Simplest way to modify owt pretraining to use ReformerLM as generator and discriminator
DarrenAbramson opened this issue · comments
I tried the obvious thing, and modified pretraining/openwebtext/pretrain.py
with the readme idea of using the Reformer implementation for generator and discriminator as follows. Notice the removal of the LogitsAdapter
wrapper over the generator and discriminator. This doesn't work, but I'd be interested in suggestions.

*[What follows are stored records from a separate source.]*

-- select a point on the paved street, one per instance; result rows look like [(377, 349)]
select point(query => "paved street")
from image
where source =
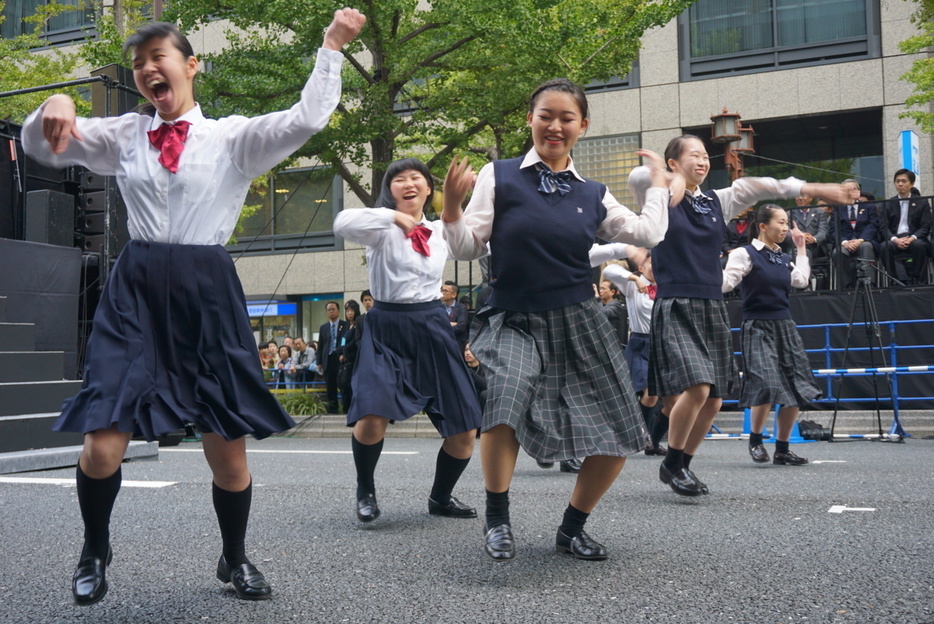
[(762, 548)]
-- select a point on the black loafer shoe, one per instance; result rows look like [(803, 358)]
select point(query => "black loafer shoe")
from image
[(500, 544), (758, 454), (680, 482), (89, 583), (248, 582), (788, 459), (454, 509), (581, 547), (367, 509)]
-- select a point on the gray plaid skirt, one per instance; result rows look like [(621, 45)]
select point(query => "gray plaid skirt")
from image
[(775, 366), (559, 379), (690, 344)]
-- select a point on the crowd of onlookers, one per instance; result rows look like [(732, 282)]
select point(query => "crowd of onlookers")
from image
[(885, 242)]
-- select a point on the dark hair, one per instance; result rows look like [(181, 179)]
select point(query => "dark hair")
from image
[(159, 30), (764, 215), (905, 172), (676, 147), (564, 86), (385, 199)]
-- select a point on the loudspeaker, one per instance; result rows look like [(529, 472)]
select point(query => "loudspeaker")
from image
[(50, 218)]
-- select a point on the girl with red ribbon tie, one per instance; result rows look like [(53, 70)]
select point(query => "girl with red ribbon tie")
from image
[(409, 359), (171, 341)]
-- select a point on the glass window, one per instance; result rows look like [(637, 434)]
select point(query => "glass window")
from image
[(609, 160)]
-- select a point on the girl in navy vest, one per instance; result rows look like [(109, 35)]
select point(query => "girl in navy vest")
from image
[(775, 365), (408, 359), (171, 334), (557, 383), (691, 355)]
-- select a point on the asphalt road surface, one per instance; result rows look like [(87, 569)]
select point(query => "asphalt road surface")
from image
[(848, 538)]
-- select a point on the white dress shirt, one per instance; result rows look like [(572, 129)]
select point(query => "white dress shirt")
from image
[(738, 266), (398, 273), (468, 236), (200, 204), (639, 305)]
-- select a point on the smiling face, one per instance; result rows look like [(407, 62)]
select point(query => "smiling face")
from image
[(410, 190), (165, 77), (557, 122)]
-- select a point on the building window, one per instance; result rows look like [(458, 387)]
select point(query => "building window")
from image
[(609, 160), (65, 27), (297, 211), (724, 37)]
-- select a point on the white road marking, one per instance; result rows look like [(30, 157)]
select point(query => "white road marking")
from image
[(50, 481), (842, 508)]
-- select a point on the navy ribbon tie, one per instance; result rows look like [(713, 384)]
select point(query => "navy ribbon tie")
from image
[(549, 181)]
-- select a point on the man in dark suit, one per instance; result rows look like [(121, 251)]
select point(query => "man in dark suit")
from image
[(329, 339), (856, 226), (906, 225), (457, 312)]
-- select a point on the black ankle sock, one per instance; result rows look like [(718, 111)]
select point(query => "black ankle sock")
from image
[(365, 458), (448, 470), (233, 513), (96, 499), (573, 523), (497, 508), (674, 460)]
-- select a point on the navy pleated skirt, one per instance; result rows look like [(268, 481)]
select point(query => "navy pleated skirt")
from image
[(171, 344), (409, 361)]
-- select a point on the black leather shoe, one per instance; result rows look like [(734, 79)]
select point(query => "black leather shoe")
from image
[(581, 547), (680, 482), (759, 454), (248, 582), (454, 509), (89, 584), (788, 459), (367, 509), (500, 544)]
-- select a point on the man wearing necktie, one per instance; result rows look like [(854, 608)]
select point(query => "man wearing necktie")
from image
[(329, 338), (856, 226)]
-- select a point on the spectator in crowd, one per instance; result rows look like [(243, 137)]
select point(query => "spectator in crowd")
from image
[(347, 351), (856, 226), (457, 312), (906, 225), (303, 362), (329, 338)]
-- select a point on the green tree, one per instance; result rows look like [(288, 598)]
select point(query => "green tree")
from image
[(922, 70), (423, 79)]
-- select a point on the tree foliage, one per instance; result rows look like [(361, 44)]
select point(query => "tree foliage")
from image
[(423, 79), (922, 70)]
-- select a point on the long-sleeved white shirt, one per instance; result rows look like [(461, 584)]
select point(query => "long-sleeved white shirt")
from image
[(738, 266), (468, 236), (200, 204), (398, 273)]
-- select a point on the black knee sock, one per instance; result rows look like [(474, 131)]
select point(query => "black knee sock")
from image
[(497, 508), (365, 458), (573, 523), (448, 470), (233, 513), (674, 460), (96, 499), (659, 425)]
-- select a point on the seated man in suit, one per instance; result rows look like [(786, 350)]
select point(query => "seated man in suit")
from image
[(907, 224), (856, 226)]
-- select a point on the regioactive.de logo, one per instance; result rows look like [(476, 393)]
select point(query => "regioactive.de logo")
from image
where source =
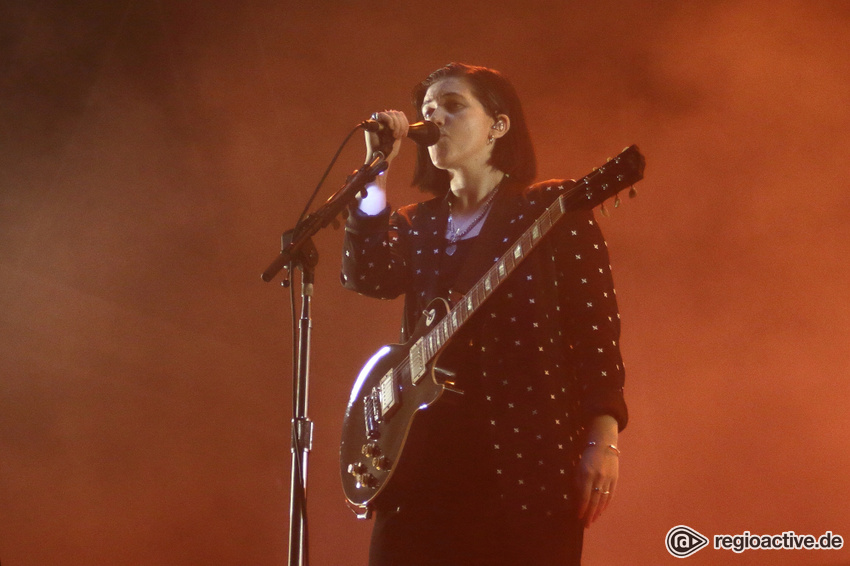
[(682, 541)]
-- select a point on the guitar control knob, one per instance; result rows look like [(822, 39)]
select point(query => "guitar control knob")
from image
[(356, 469), (381, 463), (371, 450)]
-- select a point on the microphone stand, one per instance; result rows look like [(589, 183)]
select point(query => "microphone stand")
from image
[(298, 251)]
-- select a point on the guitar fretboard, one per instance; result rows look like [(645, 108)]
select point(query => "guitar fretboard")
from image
[(604, 182)]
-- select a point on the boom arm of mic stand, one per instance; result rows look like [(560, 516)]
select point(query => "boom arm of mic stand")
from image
[(334, 206)]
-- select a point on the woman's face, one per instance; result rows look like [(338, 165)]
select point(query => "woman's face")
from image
[(464, 125)]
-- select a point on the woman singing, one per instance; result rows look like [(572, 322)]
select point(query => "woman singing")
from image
[(511, 471)]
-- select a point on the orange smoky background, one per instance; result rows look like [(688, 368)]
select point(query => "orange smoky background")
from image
[(151, 153)]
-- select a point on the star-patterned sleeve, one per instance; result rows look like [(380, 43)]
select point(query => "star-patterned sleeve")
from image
[(592, 316), (374, 259)]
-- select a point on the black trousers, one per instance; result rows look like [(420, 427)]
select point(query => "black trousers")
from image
[(454, 533)]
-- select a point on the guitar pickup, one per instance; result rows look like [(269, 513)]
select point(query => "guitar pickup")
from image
[(371, 415), (389, 395)]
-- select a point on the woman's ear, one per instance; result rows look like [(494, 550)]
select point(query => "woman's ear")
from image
[(501, 126)]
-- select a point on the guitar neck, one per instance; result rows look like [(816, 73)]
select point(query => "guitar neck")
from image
[(602, 183), (443, 332)]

Error below.
from transformers import AutoConfig, ElectraForMaskedLM, ElectraForPreTraining
from reformer_pytorch import ReformerLM
#generator = ElectraForMaskedLM(AutoConfig.from_pretrained(args.model_generator))
#discriminator = ElectraForPreTraining(AutoConfig.from_pretrained(args.model_discriminator))
generator = ReformerLM(
num_tokens = 30522,
emb_dim = 128,
dim = 256, # smaller hidden dimension
heads = 4, # less heads
ff_mult = 2, # smaller feed forward intermediate dimension
dim_head = 64,
depth = 12,
max_seq_len = 768
)
discriminator = ReformerLM(
num_tokens = 30522,
emb_dim = 128,
dim = 1024,
dim_head = 64,
heads = 16,
depth = 12,
ff_mult = 4,
max_seq_len = 768
)
# (2) weight tie the token and positional embeddings of generator and discriminator
generator.token_emb = discriminator.token_emb
generator.pos_emb = discriminator.pos_emb
# tie_weights(generator, discriminator)
model = to_distributed_model(Electra(
generator,
discriminator,
num_tokens = vocab_size,
mask_token_id = mask_token_id,
pad_token_id = pad_token_id,
mask_prob = args.model_mask_prob,
mask_ignore_token_ids = [tokenizer.vocab['[CLS]'], tokenizer.vocab['[SEP]']],
random_token_prob = 0.0).to(device))
Error:
Traceback (most recent call last):
File "pretraining/openwebtext/pretrain_reformer.py", line 348, in <module>
main()
File "pretraining/openwebtext/pretrain_reformer.py", line 344, in main
train(rank=args.gpu, args=args)
File "pretraining/openwebtext/pretrain_reformer.py", line 228, in train
loss, loss_mlm, loss_disc, acc_gen, acc_disc, disc_labels, disc_pred = model(input_ids, attention_mask=input_mask, token_type_ids=segment_ids)
File ".../tf2/lib/python3.7/site-packages/torch/nn/modules/module.py", line 722, in _call_impl
result = self.forward(*input, **kwargs)
File ".../lucidrains/electra-pytorch/electra_pytorch/electra_pytorch.py", line 210, in forward
disc_logits = disc_logits.reshape_as(disc_labels)
RuntimeError: shape '[4, 768]' is invalid for input of size 93763584
@DarrenAbramson Hey Darren again! I actually would recommend going with full attention instead of LSH attention for pretraining. Perhaps the example I have in the readme is misleading. Are you working with sequence lengths > 2048?